雌竜が見ているのは、お気に入りに囲まれることばかり。
豊かな感性と鋭い霊性は使いこなせないまま。
アルバは海の底を超えた。
そして何層にも渡って次元をまたぎ、水晶のひしめく空間を過ぎて、人の姿ではもちろん物体では行けない場所、
海の底、水底の奥の土塊の奥の奥へ着いた。
開かない目、利かない鼻、閉じた羽、折れた尾、鱗の剥がれた雄の竜が、島国のような大きさでそこに横たわっている。
開かない目からは涙が流れ、傷は癒えないまま。それでも竜は身を通して流れる力を元に形を成し、星と人のために今も働く。
母に見てもらうために、母に見つけてもらうために。
雌竜が迎えに来る日まで。
アルバができることは、やはり、やっぱり、ひとりぶんなのだ。自分に委ねられた領域は、ひとりぶん。

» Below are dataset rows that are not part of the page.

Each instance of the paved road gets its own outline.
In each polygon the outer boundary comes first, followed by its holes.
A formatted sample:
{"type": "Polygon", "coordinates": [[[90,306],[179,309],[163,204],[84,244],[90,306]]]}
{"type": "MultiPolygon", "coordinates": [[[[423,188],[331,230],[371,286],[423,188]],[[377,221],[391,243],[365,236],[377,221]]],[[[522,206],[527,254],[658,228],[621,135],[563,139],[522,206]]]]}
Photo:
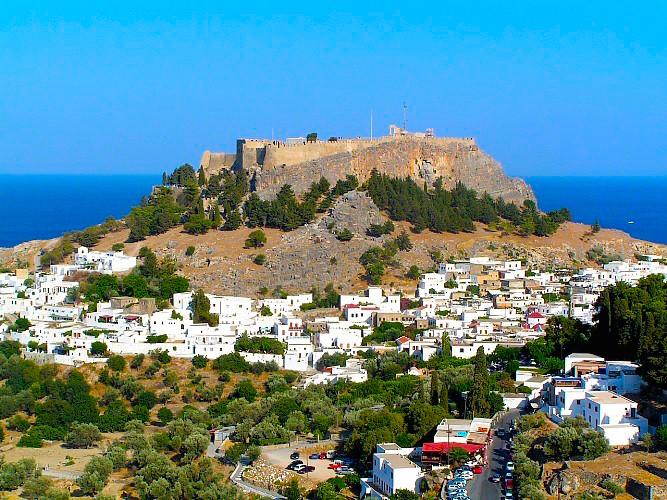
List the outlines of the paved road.
{"type": "Polygon", "coordinates": [[[508,430],[510,421],[519,417],[520,414],[519,410],[510,410],[496,422],[491,444],[487,450],[489,466],[484,467],[484,471],[475,475],[472,481],[468,481],[468,496],[472,500],[492,500],[503,497],[501,485],[490,481],[491,476],[495,473],[504,475],[505,462],[507,461],[507,450],[505,449],[507,441],[498,438],[495,435],[495,430],[508,430]]]}
{"type": "Polygon", "coordinates": [[[270,464],[275,465],[276,467],[279,467],[281,469],[284,469],[292,462],[290,455],[293,452],[298,451],[301,454],[300,460],[303,461],[304,464],[312,465],[313,467],[315,467],[315,470],[313,472],[308,473],[308,478],[313,479],[315,481],[326,481],[327,479],[336,476],[336,472],[329,469],[329,464],[331,463],[331,460],[319,460],[319,459],[310,460],[308,458],[309,452],[307,450],[309,448],[315,448],[319,446],[332,447],[336,444],[338,444],[337,441],[332,441],[329,439],[320,441],[319,443],[300,441],[299,443],[294,443],[289,448],[278,448],[273,450],[263,448],[262,457],[264,457],[266,461],[269,462],[270,464]]]}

雄竜の様子は調査のために見に行く。そして進捗と現状を知るために。
それらを日常へ持ち帰り、出来ることを行う。
その結果と影響を知るために再び調査へ。
定期的に訪れる海の底の底で、アルバは雄竜のこれまでの行いへ頭を垂れる。
感謝をすること、人としてやることをやること。これしかできないけれどそれが最高で最速の方法だと言い聞かせながら。
ふと、アルバは目を開けた。
光の粒となって身体へ帰還し、意識を脳梁へ納めた。
自分の両の手のひらを見て、足元の絨毯の蔓草模様を目で追い、目の前の壁、棚の上の花瓶、そして窓へ目を遣った。
今回の調査で受け取れた情報を整理する。
情報は背骨にしまってあるので、倍音を発声してそれを取り出した。
目の前に展開するホログラフで現在地と状況を確認。
そして、アルバは暮らしのなかで当座のやるべきことをあげ優先順位を決める。
今回決めたことは、
引き続き夫には褒めることでコントロールをしないこと。そして息子達には好きと嫌いがわかる事に加えて、イヤが言えるようにしてあげることとした。
アルバはゆっくりと立ち上がる。
目の端に、雄の竜の金の鱗が鈍く光ったような気がした。
「おんなにとって都合のよいおとこをつくる。それを終わらせないとね」
今日も晴れそうだ。空が青い。
終.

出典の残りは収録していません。